I've got some templates which I'm building from some data I've got stored in my DB:
my_template = Template(string_data)
Now I want that template to extend another one (also stored as text in the DB). How can I do that? Looking for something like:
my_template.base = other_template
Or whatever the syntax is. Can't find documentation on this.
I see template.nodelist in the source; can I maybe prepend some kind of extends node?
Added a bounty... will grant to first person who can tell me how to do this without hacking the core of django.
No need to hack the core of Django. Creating your own template loader, as Ignacio recommends, is pretty simple. You just need to subclass django.template.loader.BaseLoader
, and implement the load_template_source
method.

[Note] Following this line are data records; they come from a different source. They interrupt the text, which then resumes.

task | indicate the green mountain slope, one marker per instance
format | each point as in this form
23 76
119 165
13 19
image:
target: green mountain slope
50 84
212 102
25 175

This just takes a string for the template name, which you can simply use to look up the item in the database and return the string.
In your case, since you've got two template elements in the the single db row, you might want to do something to specify it in the extends
tag:
{% extends "myinstance.html_version" %}
and simply split that in load_template_source
:
def load_template_source(self, template_name, template_dirs=None):
name, field = template_name.split('.')
tpl = TemplateModel.objects.get(name=name)
return getattr(tpl, field)
Of course you'd want to put some error handling in there, but you get the idea. You just then specify this template loader in your settings TEMPLATE_LOADERS
tuple.
Edit after comment I still don't really understand why, but if all you want to do is to choose the template to extend from dynamically, why not just insert that in the text template before processing?
tpl_string = get_template_from_wherever()
extender = '{% extends "%s" %}' % template_name_to_extend
tpl = Template(extender + tpl_string)
Still a hack, but probably much less of one than mucking about with the internals of template inheritance.